O que está em questão é a própria noção de livro. O livro, não como objeto material, mas como forma discursiva. O livro é uma arquitetura em que cada elemento desempenha um papel em seu lugar. Cada fragmento dessa arquitetura ganha sentido porque faz parte de um todo, é o fragmento de algo. A novidade radical é que, na realidade digital, os discursos são peças que podem ser compostas, associadas, distribuídas separadamente pelo leitor-escritor. De las Heras comparava essas partes do discurso digital com as peças de um Lego, que podem ser montadas em várias formações.
No final de tudo, o que está em questão é a consideração, o valor, do livro – cuja autoria sempre se conhecia, era uma arquitetura construída por alguém identificado – e da própria escrita. A miniaturização dos objetos é uma realidade fundamental, não apenas material, mas também cultural. A redução do tamanho dos objetos foi transferida para o espaço, e a possibilidade de que esses novos dispositivos nos acompanhem em todos os momentos e em todos os lugares nos lança vários desafios. Por exemplo, no campo da transmissão de conhecimento.
Você acha que, nesse sentido, a digitalização e a miniaturização levam à precariedade cultural e afetam a auctoritas do escritor tradicional?
Na sociedade digital há barulho, confusão, leitores-escritores e escritores-leitores... Desenvolvem-se novas formas de textualidade e de escrita cujo paradigma é a velocidade, a desatenção e, por isso, também perderam a capacidade crítica. Não existe uma autoavaliação nessa nova relação leitor-escritor e isso dá origem à geração das teorias mais absurdas e das manipulações mais óbvias, particularmente no controverso campo da política.
Não devemos esquecer que as tecnologias são o que os humanos fazem delas, e não fazem isso de forma inconsciente, mas no contexto de tensões e conflitos. Petrucci falava de “poder sobre a escrita” e de “poder da escrita”. O primeiro refere-se às empresas, à propaganda; o poder da escrita tem a ver com o novo mundo digital, que abre novos limites para um universo – a escrita – que parecia ultrapassado.
Que valor atribui ao desenvolvimento das tecnologias de voz? Ao fato de que a cada dia as máquinas nos entendem melhor e podemos ditar mensagens que elas entendem, processam e até nos respondem com suas próprias vozes.

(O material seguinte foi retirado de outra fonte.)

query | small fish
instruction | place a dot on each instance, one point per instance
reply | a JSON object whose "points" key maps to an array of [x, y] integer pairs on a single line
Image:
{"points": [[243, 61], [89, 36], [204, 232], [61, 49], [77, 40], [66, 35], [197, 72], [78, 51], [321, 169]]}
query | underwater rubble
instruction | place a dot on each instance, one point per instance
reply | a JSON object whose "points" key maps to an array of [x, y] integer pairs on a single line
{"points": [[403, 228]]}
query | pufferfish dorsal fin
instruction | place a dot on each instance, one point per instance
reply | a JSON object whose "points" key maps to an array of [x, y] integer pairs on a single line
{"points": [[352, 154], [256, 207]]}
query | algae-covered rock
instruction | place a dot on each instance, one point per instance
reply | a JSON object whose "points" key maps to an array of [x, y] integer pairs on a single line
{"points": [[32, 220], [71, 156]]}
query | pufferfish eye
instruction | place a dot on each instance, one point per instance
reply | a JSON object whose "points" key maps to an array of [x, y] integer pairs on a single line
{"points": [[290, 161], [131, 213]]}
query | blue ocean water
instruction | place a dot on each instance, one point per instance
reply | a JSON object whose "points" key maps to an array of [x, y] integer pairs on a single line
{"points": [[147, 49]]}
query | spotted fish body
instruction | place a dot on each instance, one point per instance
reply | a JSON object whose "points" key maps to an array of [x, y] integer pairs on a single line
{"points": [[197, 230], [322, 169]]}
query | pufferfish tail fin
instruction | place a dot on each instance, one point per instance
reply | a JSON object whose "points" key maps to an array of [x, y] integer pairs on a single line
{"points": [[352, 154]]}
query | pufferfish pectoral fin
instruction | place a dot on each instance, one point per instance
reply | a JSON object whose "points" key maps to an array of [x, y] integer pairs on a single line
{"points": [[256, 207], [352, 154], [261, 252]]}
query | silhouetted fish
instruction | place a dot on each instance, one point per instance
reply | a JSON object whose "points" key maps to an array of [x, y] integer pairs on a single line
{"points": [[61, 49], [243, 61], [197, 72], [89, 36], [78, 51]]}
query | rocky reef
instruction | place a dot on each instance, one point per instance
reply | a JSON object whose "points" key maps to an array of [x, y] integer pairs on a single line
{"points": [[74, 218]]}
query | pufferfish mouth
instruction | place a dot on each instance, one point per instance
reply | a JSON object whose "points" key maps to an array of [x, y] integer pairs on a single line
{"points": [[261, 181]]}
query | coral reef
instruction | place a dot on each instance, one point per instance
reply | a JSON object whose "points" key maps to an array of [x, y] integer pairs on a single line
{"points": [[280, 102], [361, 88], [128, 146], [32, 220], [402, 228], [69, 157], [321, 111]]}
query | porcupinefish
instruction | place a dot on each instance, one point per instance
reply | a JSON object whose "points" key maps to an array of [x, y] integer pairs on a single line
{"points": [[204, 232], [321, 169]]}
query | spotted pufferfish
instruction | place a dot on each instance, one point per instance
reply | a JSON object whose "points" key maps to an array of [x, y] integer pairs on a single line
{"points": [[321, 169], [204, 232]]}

Estamos em um novo momento na relação entre a voz e o texto. Há um retorno da voz ao mundo dos textos. Na Idade Média e até o século XIX, alguém lia para que outros ouvissem e foram criados espaços para que isso se viabilizasse. Com o desenvolvimento de novas tecnologias, recuperamos a voz como forma de transmissão do texto. Quando pensamos na relação entre oralidade e textualidade, não devemos esquecer a diferença que existe em termos de fixação do conhecimento: no caso da oralidade não há separação entre a enunciação e o enunciado – o que está enunciado desaparece quando a enunciação termina; a fixação escrita era uma forma de dar objetividade, permanência, aos enunciados. Essa diferença não significa que a comunicação oral não seja relevante, mas quero enfatizar que, quando se trata de transferir conhecimento, na educação ou na informação, nada pode substituir a palavra escrita em um suporte, seja qual for.
Isso me leva às mudanças que estão ocorrendo na educação em todos os níveis. E em que medida a transferência de conhecimento é condicionada pela crise dos lugares, pelo desenvolvimento tecnológico e pela mudança cultural que deriva dessa crise associada à escrita.

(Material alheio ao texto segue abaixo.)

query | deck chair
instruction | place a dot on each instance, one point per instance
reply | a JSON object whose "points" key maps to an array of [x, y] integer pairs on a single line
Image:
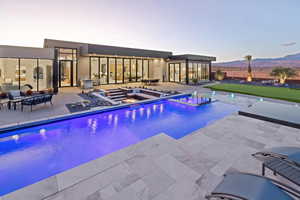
{"points": [[245, 186], [284, 161]]}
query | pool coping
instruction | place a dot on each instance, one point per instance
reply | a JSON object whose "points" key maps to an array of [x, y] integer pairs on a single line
{"points": [[15, 126]]}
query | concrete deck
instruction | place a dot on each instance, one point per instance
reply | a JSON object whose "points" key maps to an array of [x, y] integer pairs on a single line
{"points": [[70, 95], [162, 168]]}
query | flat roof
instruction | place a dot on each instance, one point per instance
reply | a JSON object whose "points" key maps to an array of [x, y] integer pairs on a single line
{"points": [[87, 49], [193, 57], [26, 52]]}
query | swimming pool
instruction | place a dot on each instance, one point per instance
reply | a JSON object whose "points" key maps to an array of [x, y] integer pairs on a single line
{"points": [[32, 154]]}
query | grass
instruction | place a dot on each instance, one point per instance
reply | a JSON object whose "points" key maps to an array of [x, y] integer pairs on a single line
{"points": [[286, 94]]}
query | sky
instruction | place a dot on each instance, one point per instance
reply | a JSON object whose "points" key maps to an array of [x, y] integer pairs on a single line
{"points": [[227, 29]]}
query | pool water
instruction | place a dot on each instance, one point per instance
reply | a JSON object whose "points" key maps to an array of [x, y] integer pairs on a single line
{"points": [[32, 154], [194, 100]]}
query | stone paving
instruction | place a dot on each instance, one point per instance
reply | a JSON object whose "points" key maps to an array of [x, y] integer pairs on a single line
{"points": [[69, 95], [162, 168]]}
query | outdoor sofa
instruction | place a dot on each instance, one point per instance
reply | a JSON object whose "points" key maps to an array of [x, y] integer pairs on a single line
{"points": [[284, 161], [35, 100], [246, 186]]}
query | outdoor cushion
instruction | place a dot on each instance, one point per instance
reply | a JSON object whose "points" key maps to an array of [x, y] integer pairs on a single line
{"points": [[250, 187]]}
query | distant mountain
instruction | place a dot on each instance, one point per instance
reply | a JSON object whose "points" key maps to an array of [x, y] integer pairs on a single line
{"points": [[286, 61]]}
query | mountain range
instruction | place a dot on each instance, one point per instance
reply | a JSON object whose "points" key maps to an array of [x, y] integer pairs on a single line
{"points": [[286, 61]]}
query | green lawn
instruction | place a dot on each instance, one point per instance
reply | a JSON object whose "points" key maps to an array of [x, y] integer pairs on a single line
{"points": [[270, 92]]}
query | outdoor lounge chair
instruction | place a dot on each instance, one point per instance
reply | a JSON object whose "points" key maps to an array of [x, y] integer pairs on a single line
{"points": [[284, 161], [244, 186]]}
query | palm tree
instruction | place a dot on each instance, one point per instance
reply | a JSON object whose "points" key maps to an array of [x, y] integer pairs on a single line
{"points": [[249, 77], [283, 73]]}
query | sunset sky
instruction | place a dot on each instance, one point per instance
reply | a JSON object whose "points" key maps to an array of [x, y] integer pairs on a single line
{"points": [[227, 29]]}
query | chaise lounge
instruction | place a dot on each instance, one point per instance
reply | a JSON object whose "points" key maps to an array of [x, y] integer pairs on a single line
{"points": [[284, 161], [245, 186]]}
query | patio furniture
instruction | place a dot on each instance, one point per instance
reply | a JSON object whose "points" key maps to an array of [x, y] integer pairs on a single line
{"points": [[86, 84], [246, 186], [35, 100], [14, 94], [284, 161], [150, 81], [3, 102], [14, 103]]}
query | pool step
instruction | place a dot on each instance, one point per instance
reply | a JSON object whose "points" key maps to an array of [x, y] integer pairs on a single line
{"points": [[118, 96]]}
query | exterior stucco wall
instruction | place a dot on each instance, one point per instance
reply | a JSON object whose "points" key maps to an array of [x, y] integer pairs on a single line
{"points": [[26, 52]]}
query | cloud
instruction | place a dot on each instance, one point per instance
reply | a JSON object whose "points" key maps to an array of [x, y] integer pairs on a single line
{"points": [[289, 44]]}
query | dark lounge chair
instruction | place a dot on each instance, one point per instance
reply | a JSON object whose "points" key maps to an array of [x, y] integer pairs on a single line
{"points": [[284, 161], [35, 100], [244, 186]]}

O ensino on-line tem sido uma possibilidade para manter a atividade educativa durante a pandemia; antes conhecíamos o desenvolvimento dos cursos on-line, que permitem reduzir ou eliminar os custos do ensino presencial. A questão é saber se esta forma pode ser estabelecida universalmente. Tem a ver com a crise dos lugares, entendidos como espaços de encontro entre os seres humanos como um todo. A corporeidade desempenha um papel que ainda não foi substituído por nenhuma tecnologia digital. Creio que o desafio é manter a cultura do lugar ao mesmo tempo que se desenvolvem as tecnologias digitais e uma nova forma de comunicação.
O que é relevante, na minha opinião, é não acreditar na ideia da equivalência: cada uma dessas formas de transmitir o conhecimento ou a beleza tem sua própria lógica. A partir dessa lógica própria alguns efeitos são alcançados. Se tomarmos como ponto de partida essa ideia da não equivalência, entenderemos que é possível manter a presencialidade nas salas de aula – onde os livros são encontrados como corpos e não apenas como textos – ou na livraria. Não há equivalência entre o livro físico e a tela; não há diferença entre a lógica algorítmica e a lógica topográfica.

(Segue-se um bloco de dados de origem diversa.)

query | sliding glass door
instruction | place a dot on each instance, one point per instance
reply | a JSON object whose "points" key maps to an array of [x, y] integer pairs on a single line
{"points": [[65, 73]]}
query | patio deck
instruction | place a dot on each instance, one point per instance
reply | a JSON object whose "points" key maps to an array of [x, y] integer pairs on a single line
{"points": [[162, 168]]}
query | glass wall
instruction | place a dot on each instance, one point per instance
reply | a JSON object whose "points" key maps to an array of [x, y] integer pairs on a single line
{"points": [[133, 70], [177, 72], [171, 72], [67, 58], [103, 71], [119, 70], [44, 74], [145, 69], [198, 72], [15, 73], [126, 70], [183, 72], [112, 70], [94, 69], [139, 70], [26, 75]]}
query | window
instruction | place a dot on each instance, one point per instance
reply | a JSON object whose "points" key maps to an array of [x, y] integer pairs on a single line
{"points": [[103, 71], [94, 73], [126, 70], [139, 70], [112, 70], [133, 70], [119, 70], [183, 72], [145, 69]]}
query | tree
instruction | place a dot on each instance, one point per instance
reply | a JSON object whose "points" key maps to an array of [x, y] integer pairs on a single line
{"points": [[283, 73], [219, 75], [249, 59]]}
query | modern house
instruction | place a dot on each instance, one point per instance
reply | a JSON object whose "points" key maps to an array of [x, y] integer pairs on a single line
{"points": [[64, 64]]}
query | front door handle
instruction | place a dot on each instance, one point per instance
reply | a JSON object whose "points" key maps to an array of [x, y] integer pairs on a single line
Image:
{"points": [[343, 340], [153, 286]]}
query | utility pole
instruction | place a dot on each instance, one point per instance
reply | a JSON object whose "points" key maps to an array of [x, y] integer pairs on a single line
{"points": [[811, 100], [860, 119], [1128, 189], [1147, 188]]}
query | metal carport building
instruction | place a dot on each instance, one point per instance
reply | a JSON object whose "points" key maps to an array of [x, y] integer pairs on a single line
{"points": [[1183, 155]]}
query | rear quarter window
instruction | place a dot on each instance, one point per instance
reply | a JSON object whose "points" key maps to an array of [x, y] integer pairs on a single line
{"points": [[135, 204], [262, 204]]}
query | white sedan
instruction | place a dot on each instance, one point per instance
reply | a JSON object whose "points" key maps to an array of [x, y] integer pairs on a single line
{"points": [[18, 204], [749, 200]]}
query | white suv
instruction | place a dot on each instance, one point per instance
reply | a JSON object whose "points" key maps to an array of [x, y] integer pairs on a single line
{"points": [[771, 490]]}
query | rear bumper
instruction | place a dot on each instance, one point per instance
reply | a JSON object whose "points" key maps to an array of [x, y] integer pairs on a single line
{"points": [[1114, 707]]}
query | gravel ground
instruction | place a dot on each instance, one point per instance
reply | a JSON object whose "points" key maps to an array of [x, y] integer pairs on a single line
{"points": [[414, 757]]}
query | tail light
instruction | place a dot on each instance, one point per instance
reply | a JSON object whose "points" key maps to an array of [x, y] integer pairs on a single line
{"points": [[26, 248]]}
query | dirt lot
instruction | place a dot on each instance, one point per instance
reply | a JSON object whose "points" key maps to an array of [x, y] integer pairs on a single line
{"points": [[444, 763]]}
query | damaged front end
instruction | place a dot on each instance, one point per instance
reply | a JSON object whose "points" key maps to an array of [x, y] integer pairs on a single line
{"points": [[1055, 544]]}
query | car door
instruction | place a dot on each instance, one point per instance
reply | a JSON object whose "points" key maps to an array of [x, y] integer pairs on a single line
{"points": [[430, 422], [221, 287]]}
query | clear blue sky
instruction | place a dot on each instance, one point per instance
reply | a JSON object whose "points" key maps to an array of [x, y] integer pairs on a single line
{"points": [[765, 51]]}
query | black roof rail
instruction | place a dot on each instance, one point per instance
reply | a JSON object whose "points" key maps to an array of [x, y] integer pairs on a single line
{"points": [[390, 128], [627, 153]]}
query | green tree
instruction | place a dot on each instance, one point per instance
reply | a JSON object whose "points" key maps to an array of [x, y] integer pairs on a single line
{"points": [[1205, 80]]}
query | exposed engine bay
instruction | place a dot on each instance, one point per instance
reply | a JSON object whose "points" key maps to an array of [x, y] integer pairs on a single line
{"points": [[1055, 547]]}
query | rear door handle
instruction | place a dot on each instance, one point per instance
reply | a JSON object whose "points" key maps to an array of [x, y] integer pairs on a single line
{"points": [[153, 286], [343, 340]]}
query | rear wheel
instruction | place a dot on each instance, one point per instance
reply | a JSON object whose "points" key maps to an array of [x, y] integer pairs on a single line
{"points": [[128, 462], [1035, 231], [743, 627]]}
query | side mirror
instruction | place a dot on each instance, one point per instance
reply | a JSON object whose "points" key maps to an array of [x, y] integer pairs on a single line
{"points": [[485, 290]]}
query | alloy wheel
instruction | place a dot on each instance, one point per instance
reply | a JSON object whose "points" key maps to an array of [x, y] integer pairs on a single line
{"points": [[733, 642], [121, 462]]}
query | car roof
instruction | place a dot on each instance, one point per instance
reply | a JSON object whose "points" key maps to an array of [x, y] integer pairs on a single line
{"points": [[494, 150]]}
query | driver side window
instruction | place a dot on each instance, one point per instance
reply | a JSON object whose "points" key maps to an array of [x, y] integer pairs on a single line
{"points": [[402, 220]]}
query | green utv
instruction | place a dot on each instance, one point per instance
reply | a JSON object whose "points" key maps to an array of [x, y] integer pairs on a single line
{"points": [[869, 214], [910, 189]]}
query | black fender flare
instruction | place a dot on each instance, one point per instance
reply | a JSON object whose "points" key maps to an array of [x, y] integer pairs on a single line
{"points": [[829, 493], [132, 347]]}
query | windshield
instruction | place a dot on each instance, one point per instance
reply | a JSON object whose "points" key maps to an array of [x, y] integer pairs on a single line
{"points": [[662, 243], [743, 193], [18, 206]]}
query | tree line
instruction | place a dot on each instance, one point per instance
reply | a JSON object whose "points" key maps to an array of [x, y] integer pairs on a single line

Por que então continuamos instalados na equivalência? Por que não começamos a descrever essa nova realidade em novos termos? O que nos impede de fazer isso?
A tela não é uma página. Não é possível uma identificação. Por conseguinte, devemos tratar o texto de forma diferente. Assumir isso vai nos abrir um universo de possibilidades para a criação, para novos formatos de escrita. Até agora, a publicação digital esteve circunscrita aos limites da cultura impressa – cópia privada, propriedade intelectual… Uma cultura digital consciente de seus próprios limites e de suas possibilidades pode nos ajudar também a considerar o livro como uma arquitetura que pode ser mantida como um dos veículos para a transmissão da criação intelectual.
O momento atual exige que tomemos consciência das possibilidades mais amplas oferecidas pelo universo digital, para além dos constrangimentos que existiam na cultura impressa ou manuscrita: propriedade intelectual, paginação... É um desafio para a imaginação. Não se trata apenas de superar os limites da cultura impressa, mas de enfrentar os desafios ou perigos da cultura digital, atender aos efeitos das redes sociais e outros formatos de transferência de conhecimento ao nosso alcance.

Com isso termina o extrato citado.